Saturday, September 7, 2024

Here’s how these Hampton University students are bringing cancer prevention to black men

(WYDaily/Courtesy of Pixabay)
(WYDaily/Courtesy of Pixabay)

As a nurse and an African-American man, Jonathan Romero knows all too well the statistics about black people, especially black men, and their disparaging survival rates after receiving a cancer diagnosis.

In an effort to close the gap, Romero has decided to bring health care to a safe and sacred place where he said men openly share information — the local barbershop.

Recently, Romero along with about seven nursing and pre-medical students from Hampton University stood outside of BK’s Barbershop in Hampton for their first “Barbershop Outreach Project” event.

“We set up right at the side of the building and we just asked ‘would you be interested in talking to us about your health?'” he said. 

The group conducted basic health screening measures like blood pressure, height, weight, body mass index, and glucose levels that for black men, sometimes go ignored, Romero said.

A nursing instructor at the historically black university and outreach coordinator for Hampton U’s Precision Medicine Outreach grant, Romero said the event granted a unique opportunity to spark conversations with 42 black men and bring one of the most affected but underrepresented groups into the discussion about cancer prevention, research, and treatment.

The Cancer Research Center’s Precision Medicine Outreach grant mandates the school contribute to an initiative that seeks to customize health care by collecting DNA and other data points from more than one million participants across the nation to reflect the population, “but if we’re not part of this, we will not be able to address these chronic health disparities,” Romero said. 

 

Prostate cancer incidence and death rates by race. (WYDaily/Courtesy American Cancer Society)
Prostate cancer incidence and death rates by race. (WYDaily/Courtesy American Cancer Society)

According to a recent report from the American Cancer Society, black people are diagnosed with cancer in later stages of progression than white people.

And, even when they are diagnosed, black people are less likely than whites overall to survive at any stage of diagnosis.

The organization’s 2019 to 2021 Cancer Facts & Figures for African Americans report outlines several factors that could account for the disparity including how socioeconomic barriers affect access to health care, but also, and like Romero said, the underrepresentation of minorities in clinical studies that develop treatments prohibits institutions from assessing treatment effectiveness among minority populations

“In 2012, only 17 percent of patients participating in industry-funded clinical trials were from a racial/ethnic minority group despite these groups representing one-third of the U.S. population,” the report reads.

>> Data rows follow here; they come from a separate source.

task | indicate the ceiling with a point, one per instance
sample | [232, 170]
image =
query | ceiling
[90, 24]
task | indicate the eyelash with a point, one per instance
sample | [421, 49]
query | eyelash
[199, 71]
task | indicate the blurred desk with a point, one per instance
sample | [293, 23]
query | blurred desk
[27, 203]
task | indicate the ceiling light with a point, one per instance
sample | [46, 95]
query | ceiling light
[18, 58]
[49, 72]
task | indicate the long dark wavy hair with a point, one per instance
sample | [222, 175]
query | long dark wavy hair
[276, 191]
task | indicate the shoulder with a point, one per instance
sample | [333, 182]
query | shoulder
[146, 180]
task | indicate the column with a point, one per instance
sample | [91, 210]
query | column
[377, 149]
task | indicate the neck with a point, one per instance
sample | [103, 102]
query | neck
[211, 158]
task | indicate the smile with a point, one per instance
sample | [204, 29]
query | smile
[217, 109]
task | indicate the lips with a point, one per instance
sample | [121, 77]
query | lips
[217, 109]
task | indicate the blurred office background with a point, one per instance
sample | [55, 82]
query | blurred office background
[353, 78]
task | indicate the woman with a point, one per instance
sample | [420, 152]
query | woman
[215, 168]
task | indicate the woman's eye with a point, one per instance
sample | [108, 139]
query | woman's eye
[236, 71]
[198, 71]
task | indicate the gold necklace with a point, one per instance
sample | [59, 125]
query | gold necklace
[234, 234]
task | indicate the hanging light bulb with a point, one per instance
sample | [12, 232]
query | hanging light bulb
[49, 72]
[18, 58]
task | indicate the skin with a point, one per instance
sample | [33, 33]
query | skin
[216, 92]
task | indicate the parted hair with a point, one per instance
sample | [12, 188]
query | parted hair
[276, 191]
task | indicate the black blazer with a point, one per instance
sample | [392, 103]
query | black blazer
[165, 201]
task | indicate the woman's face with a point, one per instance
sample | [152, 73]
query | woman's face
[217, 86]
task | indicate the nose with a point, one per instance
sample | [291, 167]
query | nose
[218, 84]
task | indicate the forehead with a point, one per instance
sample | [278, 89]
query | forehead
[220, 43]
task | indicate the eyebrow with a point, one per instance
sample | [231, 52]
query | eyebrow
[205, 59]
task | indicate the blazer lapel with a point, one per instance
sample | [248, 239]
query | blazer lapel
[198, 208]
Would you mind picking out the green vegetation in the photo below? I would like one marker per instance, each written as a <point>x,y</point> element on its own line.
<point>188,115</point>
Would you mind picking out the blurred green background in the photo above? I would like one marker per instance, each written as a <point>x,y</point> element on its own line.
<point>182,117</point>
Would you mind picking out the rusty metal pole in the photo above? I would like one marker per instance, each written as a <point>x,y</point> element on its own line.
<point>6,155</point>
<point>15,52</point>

Romero also said having African-American male health professionals on the project is just as important as performing the screenings and collecting the data.

Coming from a clinical setting before teaching and mentoring other African-American male nurses, Romero said he feels there’s a direct correlation between the scarcity of black men in medicine and the stigma black men hold around the medical system.

“Machismo or masculinity stubbornness will kill you in our community and has killed people in our community,” he said. “People don’t seek out care so others won’t think they’re weak.” 

The Barbershop Outreach Project is one way the relationship between black men and the medical system can start to be remedied as Romero hopes to continue making health screenings and prevention part of barbershop banter.

Meetings about future barbershop events are in the works and Romero said he’s also working to partner with fraternity grad chapters and their health advocates at Hampton University.

“The campus reflects the neighborhood…we can make a difference that’s why we’re here, we’re here to serve,” he said.